1. Learn
  2. /
  3. Courses
  4. /
  5. String Manipulation with stringr in R

Connected

Exercise

Matching a specific code point or code groups

Things can get tricky when some characters can be specified two ways, for example è, an e with a grave accent, can be specified either with the single code point \u00e8 or the combination of a \u0065 and a combining grave accent \u0300. They look the same:

x <- c("\u00e8", "\u0065\u0300")
writeLines(x)

But, specifying the single code point only matches that version:

str_view(x, "\u00e8")

The stringi package that stringr is built on contains functions for converting between the two forms. stri_trans_nfc() composes characters with combining accents into a single character. stri_trans_nfd() decomposes character with accents into separate letter and accent characters. You can see how the characters differ by looking at the hexadecimal codes.

as.hexmode(utf8ToInt(stri_trans_nfd("\u00e8")))
as.hexmode(utf8ToInt(stri_trans_nfc("\u0065\u0300")))

In Unicode, an accent is known as a diacritic Unicode Property, and you can match it using the rebus value UP_DIACRITIC.

Vietnamese makes heavy use of diacritics to denote the tones in its words. In this exercise, you'll manipulate the diacritics in the names of Vietnamese rulers.

Instructions

100 XP

Names of rulers from the 18th Century Vietnamese Tây Sơn dynasty are shown in the script.

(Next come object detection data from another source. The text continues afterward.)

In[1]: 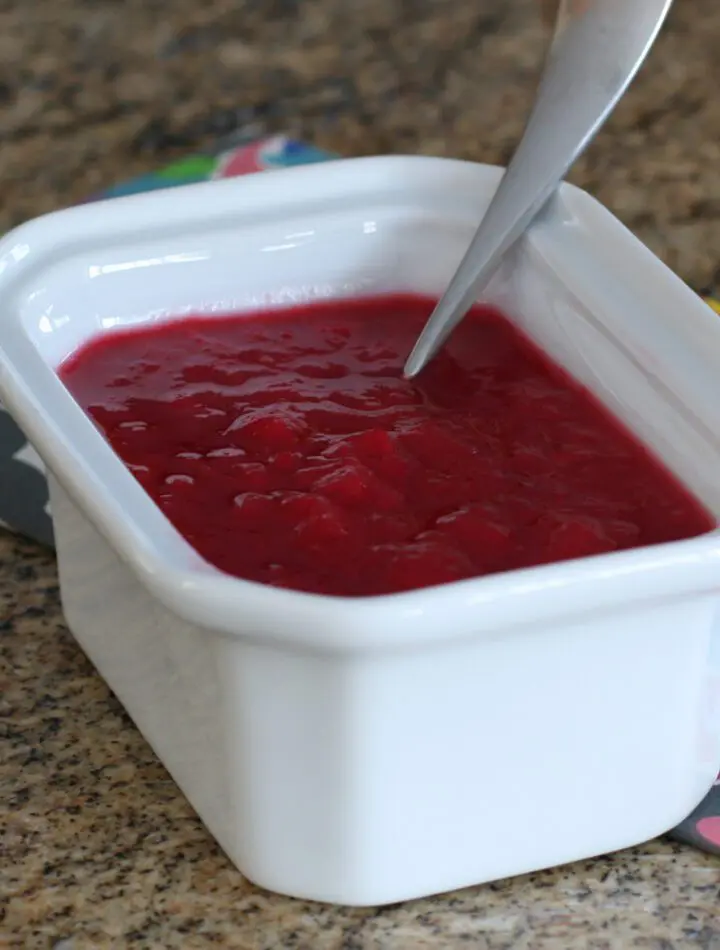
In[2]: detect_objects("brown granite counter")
[0,0,720,950]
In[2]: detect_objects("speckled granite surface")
[0,0,720,950]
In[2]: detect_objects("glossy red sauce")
[61,296,714,595]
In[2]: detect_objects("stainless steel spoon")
[405,0,672,378]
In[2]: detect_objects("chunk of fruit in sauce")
[61,296,714,595]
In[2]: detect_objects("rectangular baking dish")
[0,157,720,905]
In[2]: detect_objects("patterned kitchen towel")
[0,135,720,855]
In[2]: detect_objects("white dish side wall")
[0,159,720,904]
[51,470,720,905]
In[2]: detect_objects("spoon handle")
[405,0,672,378]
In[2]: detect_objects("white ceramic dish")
[0,158,720,904]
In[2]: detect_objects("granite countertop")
[0,0,720,950]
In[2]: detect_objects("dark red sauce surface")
[61,296,714,595]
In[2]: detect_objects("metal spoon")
[405,0,672,378]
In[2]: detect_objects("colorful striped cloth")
[0,135,720,855]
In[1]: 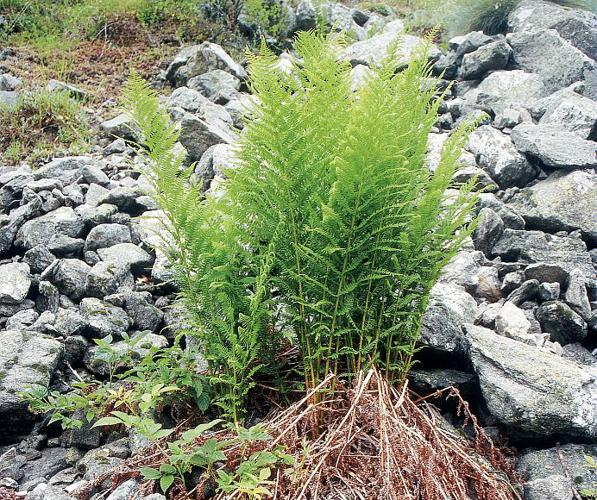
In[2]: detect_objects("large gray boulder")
[421,283,477,354]
[41,259,91,300]
[465,70,548,114]
[512,123,597,169]
[508,0,597,60]
[15,207,85,250]
[531,85,597,139]
[187,69,241,101]
[507,30,597,92]
[509,170,597,245]
[466,325,597,438]
[516,444,597,500]
[179,113,236,161]
[0,197,41,256]
[0,330,62,442]
[166,42,247,87]
[468,125,537,188]
[492,229,595,279]
[80,297,131,338]
[459,40,512,80]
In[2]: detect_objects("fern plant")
[219,33,476,387]
[126,33,477,419]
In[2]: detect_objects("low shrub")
[0,90,90,163]
[441,0,597,36]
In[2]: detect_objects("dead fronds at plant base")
[101,369,521,500]
[256,369,519,500]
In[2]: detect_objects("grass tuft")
[0,90,90,164]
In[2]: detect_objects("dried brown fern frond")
[100,369,521,500]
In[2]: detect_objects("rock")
[459,40,512,80]
[187,69,240,101]
[493,229,595,278]
[0,330,62,442]
[421,283,477,354]
[125,292,164,332]
[507,29,597,92]
[408,368,475,395]
[85,261,135,299]
[465,70,548,114]
[564,269,591,321]
[340,20,441,66]
[524,262,568,287]
[473,208,504,255]
[508,0,597,60]
[0,198,41,256]
[508,170,597,245]
[54,308,88,337]
[0,73,23,92]
[296,0,317,31]
[6,309,39,330]
[479,193,525,229]
[106,479,140,500]
[46,78,88,100]
[536,300,587,345]
[15,207,85,250]
[506,280,539,306]
[25,483,75,500]
[97,243,153,275]
[41,259,91,300]
[468,125,537,188]
[23,245,56,274]
[466,325,597,438]
[85,224,132,252]
[512,123,597,169]
[179,113,235,161]
[166,42,247,87]
[531,85,597,139]
[516,444,597,500]
[537,283,560,302]
[97,186,145,215]
[80,297,131,338]
[495,302,531,342]
[100,113,139,141]
[194,144,238,191]
[83,333,168,376]
[0,262,31,304]
[33,156,92,186]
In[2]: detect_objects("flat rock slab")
[466,325,597,438]
[0,330,63,440]
[508,170,597,244]
[512,123,597,169]
[492,229,595,279]
[507,29,597,92]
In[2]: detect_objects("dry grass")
[95,370,521,500]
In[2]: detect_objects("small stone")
[538,282,560,302]
[97,243,153,275]
[495,302,531,340]
[536,301,587,345]
[41,259,91,300]
[0,262,31,304]
[80,297,130,338]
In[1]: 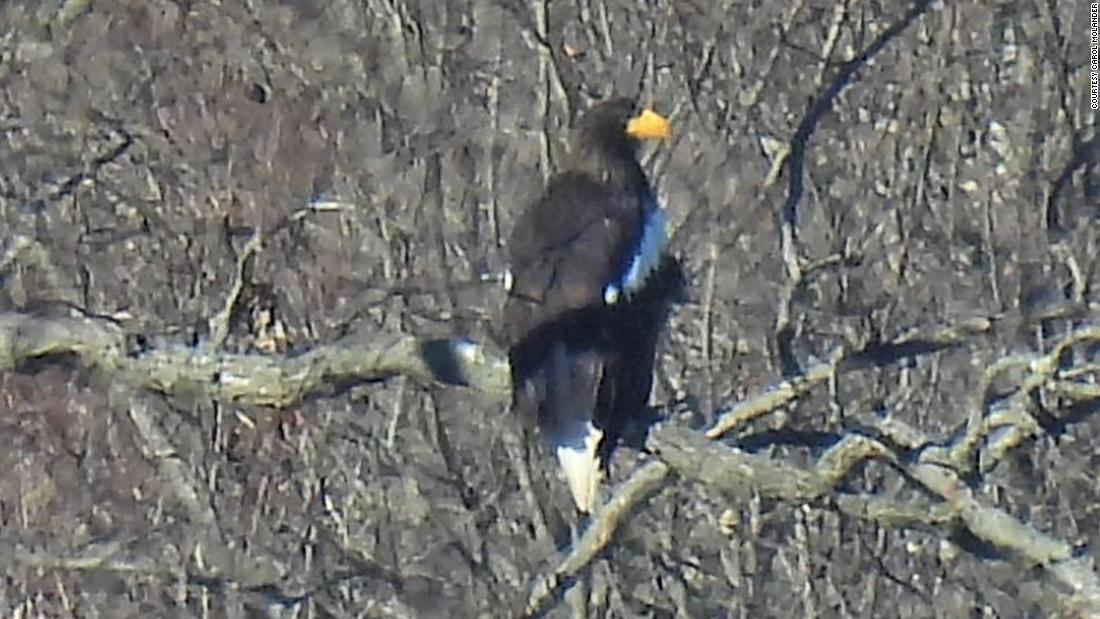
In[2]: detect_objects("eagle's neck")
[569,132,650,191]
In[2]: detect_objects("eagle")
[502,98,680,513]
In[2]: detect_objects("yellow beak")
[626,110,672,140]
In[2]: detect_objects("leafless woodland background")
[0,0,1100,618]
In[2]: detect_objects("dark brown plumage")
[503,99,679,511]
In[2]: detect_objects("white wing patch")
[604,205,669,306]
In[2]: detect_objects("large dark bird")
[503,99,679,512]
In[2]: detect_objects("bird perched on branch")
[503,99,680,512]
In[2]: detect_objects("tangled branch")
[0,313,1100,615]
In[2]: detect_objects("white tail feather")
[557,423,604,513]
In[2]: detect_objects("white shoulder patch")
[604,203,669,305]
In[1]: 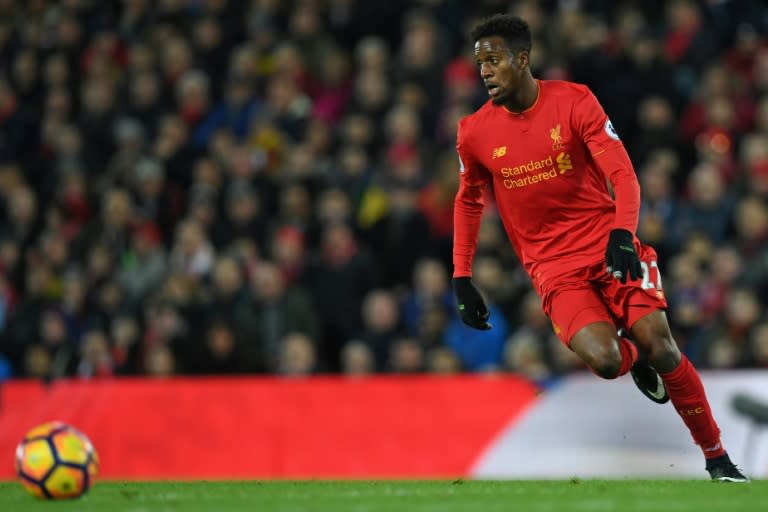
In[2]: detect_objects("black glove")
[605,229,643,284]
[453,277,491,331]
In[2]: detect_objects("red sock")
[660,356,725,459]
[617,338,637,377]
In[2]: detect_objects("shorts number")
[640,260,662,290]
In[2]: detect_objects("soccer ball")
[16,421,99,499]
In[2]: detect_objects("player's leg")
[630,310,749,482]
[569,321,637,379]
[544,282,637,379]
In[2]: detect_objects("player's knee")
[649,335,680,372]
[587,343,621,379]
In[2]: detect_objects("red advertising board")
[0,375,536,479]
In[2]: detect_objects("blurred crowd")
[0,0,768,382]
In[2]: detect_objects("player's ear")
[517,51,528,70]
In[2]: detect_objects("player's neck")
[504,71,539,114]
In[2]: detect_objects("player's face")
[475,36,528,105]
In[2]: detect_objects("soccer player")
[453,15,749,482]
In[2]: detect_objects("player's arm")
[574,86,642,283]
[453,120,491,330]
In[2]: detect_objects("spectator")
[0,0,768,382]
[275,333,317,377]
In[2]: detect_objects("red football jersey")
[453,80,640,287]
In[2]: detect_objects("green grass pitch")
[0,479,768,512]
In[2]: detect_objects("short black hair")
[470,14,531,53]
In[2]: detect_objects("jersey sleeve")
[453,118,490,277]
[573,88,640,233]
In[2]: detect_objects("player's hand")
[453,277,492,331]
[605,229,643,284]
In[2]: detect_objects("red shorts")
[541,242,667,345]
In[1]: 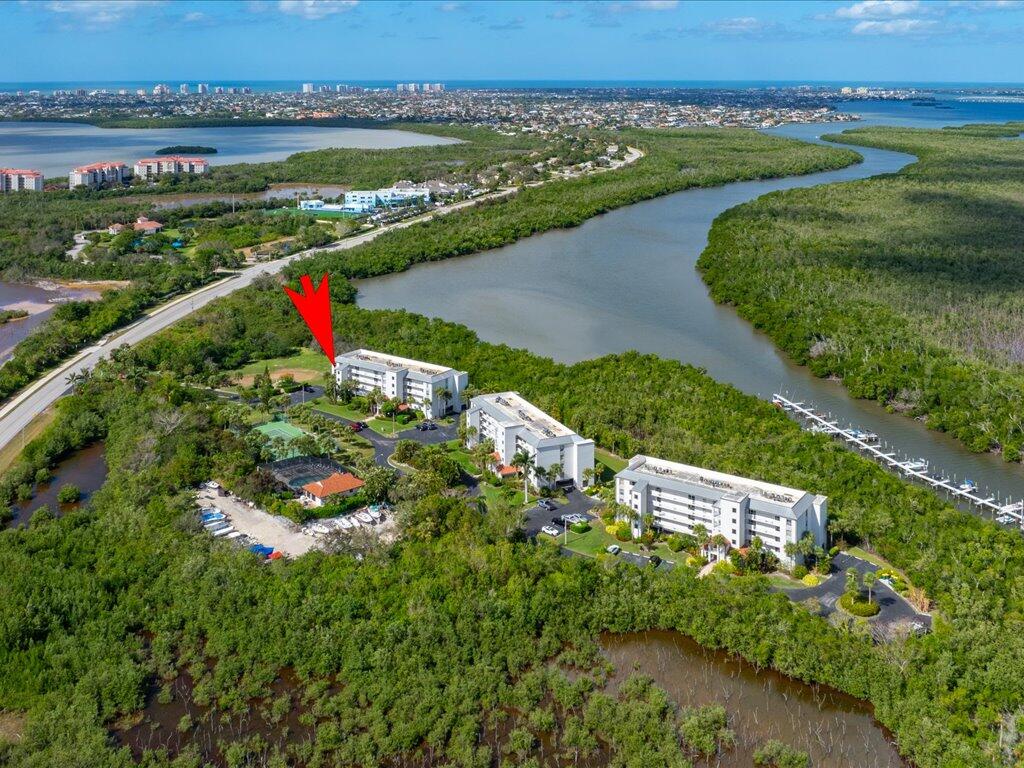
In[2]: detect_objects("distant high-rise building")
[0,168,43,193]
[68,163,131,189]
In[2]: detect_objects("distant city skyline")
[6,0,1024,88]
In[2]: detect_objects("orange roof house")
[134,216,164,234]
[302,472,365,503]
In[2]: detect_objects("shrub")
[57,482,82,504]
[839,592,882,618]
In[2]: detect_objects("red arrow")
[285,274,334,366]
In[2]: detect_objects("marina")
[771,392,1024,529]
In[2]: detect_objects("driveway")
[316,411,459,467]
[523,488,600,538]
[777,552,932,637]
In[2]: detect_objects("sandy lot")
[199,488,316,557]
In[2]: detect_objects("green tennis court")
[256,421,305,440]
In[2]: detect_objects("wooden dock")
[771,394,1024,529]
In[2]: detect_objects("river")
[358,116,1024,499]
[0,122,457,178]
[601,632,904,768]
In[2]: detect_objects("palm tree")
[547,462,563,484]
[864,570,879,602]
[509,451,537,504]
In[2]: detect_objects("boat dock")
[771,394,1024,529]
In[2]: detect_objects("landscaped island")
[0,268,1024,768]
[698,124,1024,462]
[154,144,217,155]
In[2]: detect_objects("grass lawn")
[231,349,331,384]
[768,573,807,590]
[444,440,480,477]
[480,482,539,507]
[313,399,419,437]
[541,519,686,562]
[594,449,629,482]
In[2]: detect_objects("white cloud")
[632,0,679,10]
[836,0,922,18]
[278,0,359,20]
[853,18,938,36]
[45,0,159,30]
[703,16,767,35]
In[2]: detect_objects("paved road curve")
[0,189,514,449]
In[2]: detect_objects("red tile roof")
[302,472,364,499]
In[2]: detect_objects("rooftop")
[338,349,452,376]
[474,392,575,438]
[302,472,365,499]
[620,456,807,507]
[72,161,124,173]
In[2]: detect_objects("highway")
[0,146,643,449]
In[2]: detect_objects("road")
[0,147,643,456]
[0,188,515,456]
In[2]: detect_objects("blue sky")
[6,0,1024,82]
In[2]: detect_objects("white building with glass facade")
[615,456,828,565]
[334,349,469,419]
[466,392,594,487]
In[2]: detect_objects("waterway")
[601,632,904,768]
[358,112,1024,499]
[10,442,108,525]
[0,122,457,178]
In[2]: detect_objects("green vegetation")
[698,124,1024,462]
[6,281,1024,766]
[154,144,217,155]
[0,309,29,326]
[288,129,857,286]
[754,738,811,768]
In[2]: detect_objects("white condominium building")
[135,155,210,178]
[68,163,131,189]
[466,392,594,487]
[345,181,430,213]
[615,456,828,565]
[0,168,43,193]
[334,349,469,419]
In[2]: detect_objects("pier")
[771,393,1024,529]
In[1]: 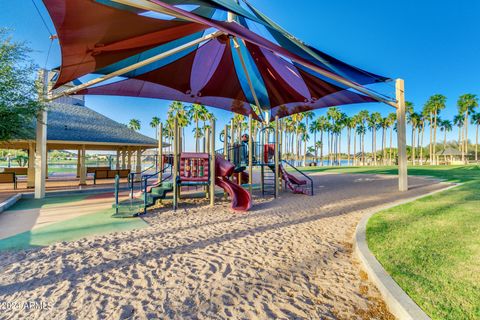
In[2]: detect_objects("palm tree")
[427,94,447,163]
[388,112,397,165]
[408,112,420,165]
[380,117,390,165]
[309,119,320,162]
[188,103,208,152]
[128,119,141,131]
[302,111,315,166]
[357,122,367,165]
[150,117,161,139]
[317,116,329,166]
[457,93,478,162]
[438,120,452,152]
[167,101,190,150]
[367,112,382,165]
[422,102,438,164]
[453,114,465,156]
[345,116,357,165]
[472,112,480,162]
[357,110,370,165]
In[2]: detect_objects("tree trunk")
[462,110,468,164]
[433,109,438,164]
[347,128,352,165]
[388,126,393,165]
[475,124,480,162]
[320,130,323,166]
[419,126,425,166]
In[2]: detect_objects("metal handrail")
[128,164,155,198]
[282,160,313,196]
[142,164,173,214]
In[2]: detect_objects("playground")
[0,170,444,319]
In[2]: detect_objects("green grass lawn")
[305,166,480,320]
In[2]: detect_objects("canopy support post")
[27,142,35,189]
[35,110,47,199]
[79,145,87,186]
[248,114,253,197]
[233,37,268,121]
[395,79,408,192]
[274,116,281,198]
[157,122,163,182]
[209,119,216,207]
[172,117,179,211]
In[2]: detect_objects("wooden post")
[77,149,81,178]
[35,110,47,199]
[274,116,281,197]
[122,148,127,169]
[395,79,408,192]
[127,148,132,170]
[223,125,228,159]
[80,145,87,186]
[157,123,163,182]
[115,149,120,170]
[248,114,253,197]
[172,118,179,210]
[27,142,35,188]
[210,119,216,207]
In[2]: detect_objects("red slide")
[215,157,252,211]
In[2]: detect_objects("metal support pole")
[395,79,408,192]
[80,145,87,186]
[248,114,253,197]
[27,142,35,188]
[223,125,228,159]
[210,119,216,207]
[172,118,179,210]
[274,116,281,197]
[157,123,163,182]
[230,118,235,162]
[35,110,47,199]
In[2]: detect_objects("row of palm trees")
[128,94,480,165]
[128,101,215,152]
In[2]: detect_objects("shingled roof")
[0,103,159,150]
[42,103,157,147]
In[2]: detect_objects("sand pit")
[0,175,444,319]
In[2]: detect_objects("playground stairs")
[112,182,173,218]
[261,164,275,197]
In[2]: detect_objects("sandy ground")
[0,175,444,319]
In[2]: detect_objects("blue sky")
[0,0,480,151]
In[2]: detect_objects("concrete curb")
[0,193,22,213]
[354,184,461,320]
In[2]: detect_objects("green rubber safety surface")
[0,204,148,251]
[8,195,90,211]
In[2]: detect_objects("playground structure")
[115,116,313,217]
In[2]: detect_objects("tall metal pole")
[395,79,408,192]
[248,114,253,197]
[172,117,179,210]
[274,116,280,197]
[157,122,163,182]
[210,119,216,207]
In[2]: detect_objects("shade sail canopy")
[44,0,389,117]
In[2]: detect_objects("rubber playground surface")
[0,193,147,251]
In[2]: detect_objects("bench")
[3,167,28,176]
[93,169,130,184]
[87,167,110,174]
[0,172,17,190]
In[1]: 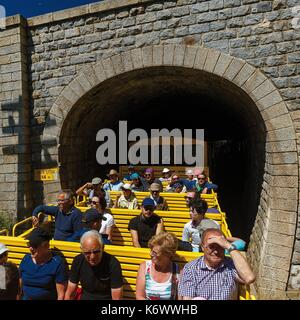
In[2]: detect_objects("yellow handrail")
[12,217,32,237]
[0,229,9,236]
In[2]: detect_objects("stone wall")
[0,16,32,218]
[0,0,300,298]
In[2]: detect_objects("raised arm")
[207,236,255,284]
[56,283,67,300]
[130,229,141,248]
[155,219,165,234]
[76,182,92,196]
[135,261,146,300]
[65,281,78,300]
[32,205,59,226]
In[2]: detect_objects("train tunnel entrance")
[59,67,265,240]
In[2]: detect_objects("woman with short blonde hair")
[136,232,179,300]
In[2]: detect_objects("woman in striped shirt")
[136,232,179,300]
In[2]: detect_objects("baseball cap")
[27,227,52,248]
[130,173,140,180]
[196,219,220,238]
[142,198,155,207]
[92,177,102,185]
[82,208,106,223]
[172,182,183,189]
[108,169,119,176]
[145,168,154,173]
[149,182,160,191]
[121,183,131,190]
[186,169,194,176]
[0,243,8,254]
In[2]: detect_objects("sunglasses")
[150,250,161,257]
[144,206,154,211]
[82,249,102,256]
[56,199,69,203]
[0,251,7,259]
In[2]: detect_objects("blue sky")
[0,0,101,18]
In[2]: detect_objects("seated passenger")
[114,183,138,209]
[149,183,169,210]
[103,169,123,192]
[182,199,220,252]
[136,232,179,300]
[196,173,218,194]
[0,243,20,301]
[182,169,197,191]
[168,182,186,193]
[130,173,146,192]
[65,230,123,300]
[19,228,68,300]
[179,229,255,300]
[128,198,164,248]
[76,177,102,199]
[66,208,106,242]
[32,190,82,240]
[184,190,197,208]
[91,197,115,244]
[141,168,163,191]
[123,165,136,181]
[166,173,186,192]
[159,168,171,183]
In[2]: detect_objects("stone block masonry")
[0,0,300,298]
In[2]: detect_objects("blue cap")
[130,173,140,180]
[172,182,183,189]
[142,198,155,207]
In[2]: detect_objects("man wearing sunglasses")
[128,198,164,248]
[149,183,169,211]
[65,230,123,300]
[141,168,163,191]
[196,173,218,194]
[32,190,82,240]
[66,208,106,242]
[178,228,255,300]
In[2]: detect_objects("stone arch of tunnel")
[43,45,298,298]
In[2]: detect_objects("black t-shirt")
[69,252,123,300]
[128,214,161,248]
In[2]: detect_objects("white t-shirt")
[99,212,115,234]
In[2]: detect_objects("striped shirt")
[179,257,238,300]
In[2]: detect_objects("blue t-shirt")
[19,253,68,300]
[32,205,82,240]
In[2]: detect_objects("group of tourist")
[0,167,255,300]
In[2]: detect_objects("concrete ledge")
[183,46,198,68]
[26,0,154,27]
[1,14,26,28]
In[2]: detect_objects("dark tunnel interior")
[59,67,266,241]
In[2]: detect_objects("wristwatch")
[227,244,237,253]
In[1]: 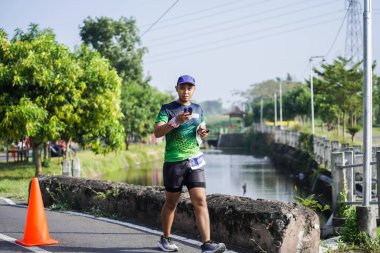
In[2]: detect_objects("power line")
[146,18,340,63]
[325,3,351,59]
[149,0,331,48]
[147,11,339,57]
[141,0,245,27]
[142,0,273,31]
[140,0,179,38]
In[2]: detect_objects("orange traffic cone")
[16,178,58,247]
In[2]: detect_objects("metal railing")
[331,150,380,217]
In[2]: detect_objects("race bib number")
[189,153,206,170]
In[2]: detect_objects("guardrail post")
[376,151,380,217]
[331,152,344,217]
[344,151,355,201]
[73,157,80,177]
[62,159,71,176]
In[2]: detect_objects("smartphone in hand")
[183,107,193,115]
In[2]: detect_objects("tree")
[313,57,363,136]
[0,24,81,175]
[72,45,124,154]
[80,17,146,84]
[122,83,173,148]
[80,17,171,148]
[0,24,123,176]
[200,99,223,116]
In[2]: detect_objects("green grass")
[0,162,62,201]
[0,144,164,201]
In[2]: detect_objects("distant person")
[154,75,226,253]
[327,122,334,131]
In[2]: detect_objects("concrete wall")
[217,133,245,148]
[39,176,320,253]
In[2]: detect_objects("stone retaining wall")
[39,176,320,253]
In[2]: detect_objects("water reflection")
[205,150,298,201]
[103,150,299,201]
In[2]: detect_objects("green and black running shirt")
[155,101,205,162]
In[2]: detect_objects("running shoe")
[201,241,226,253]
[158,235,178,252]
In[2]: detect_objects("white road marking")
[0,197,236,253]
[0,197,16,206]
[0,234,52,253]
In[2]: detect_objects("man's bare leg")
[189,187,210,242]
[161,191,181,237]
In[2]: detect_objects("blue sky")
[0,0,380,106]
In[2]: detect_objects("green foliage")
[75,46,124,154]
[121,83,172,142]
[80,17,145,83]
[199,99,224,116]
[309,57,363,129]
[294,194,330,212]
[80,17,172,141]
[0,24,123,175]
[299,132,314,156]
[347,126,360,142]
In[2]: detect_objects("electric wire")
[144,15,341,64]
[141,0,245,27]
[325,1,352,59]
[145,10,339,60]
[140,0,179,38]
[141,0,273,31]
[145,0,338,48]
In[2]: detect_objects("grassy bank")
[0,144,164,201]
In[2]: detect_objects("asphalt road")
[0,198,226,253]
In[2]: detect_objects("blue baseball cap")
[177,75,195,85]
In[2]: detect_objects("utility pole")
[309,56,324,135]
[344,0,363,65]
[356,0,380,237]
[280,80,283,129]
[273,92,277,127]
[260,97,263,132]
[363,0,372,210]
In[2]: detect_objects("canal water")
[104,149,301,202]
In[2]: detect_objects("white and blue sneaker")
[201,241,226,253]
[158,235,178,252]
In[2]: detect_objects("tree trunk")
[32,144,42,177]
[65,138,71,160]
[44,142,49,161]
[124,135,129,150]
[342,111,347,140]
[336,113,340,136]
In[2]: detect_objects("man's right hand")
[176,112,193,124]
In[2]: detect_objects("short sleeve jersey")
[155,101,205,162]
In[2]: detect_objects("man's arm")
[154,112,193,138]
[154,122,174,138]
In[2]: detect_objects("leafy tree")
[80,17,146,84]
[80,17,171,148]
[313,57,363,133]
[283,85,311,122]
[122,83,173,148]
[200,99,223,116]
[72,45,124,154]
[0,24,81,175]
[0,24,123,175]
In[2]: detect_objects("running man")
[154,75,226,253]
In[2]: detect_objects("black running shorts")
[163,159,206,192]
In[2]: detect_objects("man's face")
[175,83,195,103]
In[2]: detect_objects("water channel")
[103,149,302,202]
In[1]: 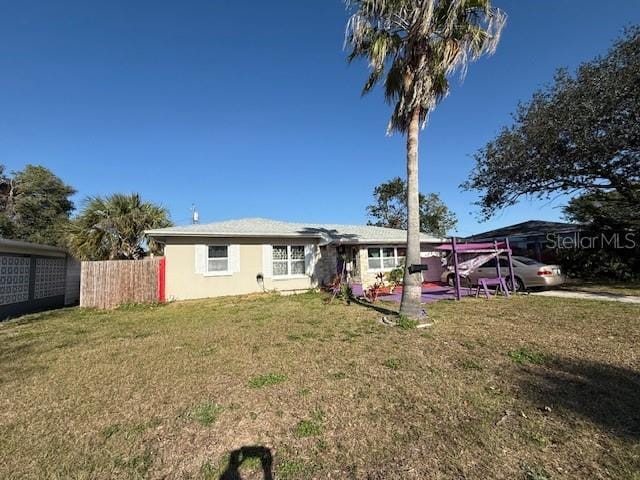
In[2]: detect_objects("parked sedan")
[441,256,565,291]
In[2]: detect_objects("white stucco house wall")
[146,218,447,300]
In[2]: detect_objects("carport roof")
[146,218,447,244]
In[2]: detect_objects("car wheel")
[507,277,525,292]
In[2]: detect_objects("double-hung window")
[367,247,407,270]
[273,245,305,277]
[207,245,229,273]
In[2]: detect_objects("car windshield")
[513,257,542,265]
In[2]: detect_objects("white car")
[441,256,565,291]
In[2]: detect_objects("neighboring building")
[0,239,80,320]
[465,220,584,263]
[146,218,446,300]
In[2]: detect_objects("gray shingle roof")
[147,218,446,243]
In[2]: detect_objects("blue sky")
[0,0,640,235]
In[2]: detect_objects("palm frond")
[345,0,506,132]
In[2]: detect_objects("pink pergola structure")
[436,237,516,300]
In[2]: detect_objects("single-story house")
[0,238,80,320]
[146,218,446,300]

  • tay_son_builtin has the accents built into each letter. Run the code that defines and prints this variable.
  • Call stri_trans_nfd() to decompose the letters with accents into separate letter and accent characters, and assign the result to tay_son_separate.
  • Print tay_son_separate to verify the names still display the same way.
  • View all the accents by calling str_view_all() and matching UP_DIACRITIC. The match is shown after the letter that the diacritic belongs to.